The regulatory technical standards (RTS) on ‘strong customer authentication and common and secure open standards of communication’, which have been drawn up under the EU's second Payment Services Directive (PSD2), are scheduled to apply as of 14 September this year. They are designed to support third party providers (TPPs) to obtain secure and permissioned access to payments account data held by banks and other 'account servicing payment service providers' (ASPSPs).

The standards require ASPSPs to provide third party account information service providers (AISPs) and payment initiation service providers (PISPs) with access to the data through the customer's normal online banking platforms, or alternatively develop a new 'dedicated interface' (API) for that purpose.

However, the Financial Data and Technology Association (FDATA Europe) and European Third Party Providers Association (ETTPA) said that the standards will have "unintended consequences".

"Strong customer authentication, designed to improve the security between a bank and its customer, will unintentionally block access to non payments data, such as savings accounts and loan accounts, which are in very wide use," the trade bodies said in a statement.

"The RTS provides no period of transition during which a TPP could seek to ask its customers to rejoin on the new technology. There needs to be a twelve month transition period after the banks have delivered a high quality API or Adjusted Interface to allow customers to migrate," they said.

"It is already crystal clear that the development of the technologies is not nearly mature enough at this stage, both in functionality and resilience. It is highly likely that on the current time table, the vast majority of banks will fail to deliver a suitable API and run out of time to then deliver the Adjusted Interface. If they simultaneously then introduce the new security measures, all access to account channels used by fintech firms will be blocked," they said.

The concerns expressed by FDATA Europe and ETTPA are detailed in a new paper the bodies have published and presented to regulatory authorities. They called for the 14 September deadline for implementation of the new standards to be pushed back.

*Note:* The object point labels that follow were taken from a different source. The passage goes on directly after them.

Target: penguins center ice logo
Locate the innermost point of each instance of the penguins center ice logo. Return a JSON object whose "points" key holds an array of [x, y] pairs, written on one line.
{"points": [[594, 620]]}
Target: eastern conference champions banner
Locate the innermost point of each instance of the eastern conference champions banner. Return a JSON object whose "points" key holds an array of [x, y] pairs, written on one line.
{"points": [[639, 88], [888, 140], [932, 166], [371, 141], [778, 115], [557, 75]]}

"As it stands the banks, fintech firms and national regulators need to orchestrate a hierarchy of needs which puts customers first," FDATA chairman Gavin Littlejohn said. "A practical first step would be to delay any new implementation of strong customer authentication which could block the traditional technology from functioning as it currently does, until such a time as the key issues are properly managed. Creating a ‘big bang’ approach to implementation, regardless of the connected circumstances, is simply creating an unnecessary cliff edge, which is easily avoided by this simple measure."

Insight into the progress being made towards a fully functioning open banking system in Europe was provided to delegates at the Money20/20 Europe 2019 conference in Amsterdam earlier this month.

Research discussed at Money20/20 that was commissioned by Stripe suggests that up to €57 billion of sales are at risk in the first year that the strong customer authentication rules apply. The study found that many businesses are unprepared for the forthcoming changes. Other industry figures are predicting as many as 25 or 30% of e-commerce transactions could be declined in the immediate aftermath of the switch to the new standards.